Utah State University researchers have pinned down the genetic mutations that allow certain species of snakes to resist toad toxins.
If you eat a toad, toxins in its skin will attach to your muscle cells, disabling the mechanism that allows them to relax, which strengthens and prolongs their contractions. This is especially dangerous if the toxins reach one of your most important muscles—your heart.
“What we were trying to do was see how bufadienolides, which are toad toxins, affect the whole body physiology of snakes.”

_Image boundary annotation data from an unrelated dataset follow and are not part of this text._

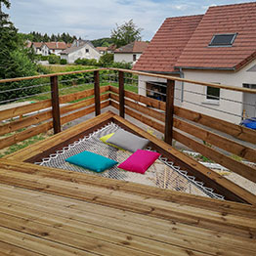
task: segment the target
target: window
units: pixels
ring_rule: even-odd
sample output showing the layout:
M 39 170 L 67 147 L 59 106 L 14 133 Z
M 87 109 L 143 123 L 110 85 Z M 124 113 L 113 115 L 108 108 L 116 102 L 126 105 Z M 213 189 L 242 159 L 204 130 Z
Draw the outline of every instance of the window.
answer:
M 207 86 L 207 88 L 206 88 L 206 100 L 220 101 L 220 88 Z
M 209 46 L 232 46 L 237 34 L 215 34 Z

PhD student Shab Mohammadi and her colleagues in the USU Department of Biology recently published a new study the journal Toxicon describing their findings. They used data from two species of snakes: watersnakes from Louisiana, which normally eat fish and amphibians, and gophersnakes, more familiarly known in Utah as blowsnakes, which eat small mammals. DNA sequences of these two species showed that watersnakes had mutations to the gene that makes the toxin’s target, whereas gophersnakes have the same DNA sequences as humans, mice, and other non-resistant organisms.
“When we inject really small quantities of this toxin in gophersnakes, they don’t survive. And, the reaction of the gophersnakes is similar to what a mammal, or a human, would experience if they were also exposed to these levels of toad toxins.”
Even at the highest dosage, watersnakes were unaffected, whereas the lowest dose was lethal to the gophersnakes. Mohammadi and her coauthors concluded that the mutations they observed were responsible for the differences in lethality between the two snake species. Although most people will never be poisoned by a toad, they may benefit from drugs modeled on the toad’s poisons, which can help treat preeclampsia, hypertension, and heartbeat abnormalities.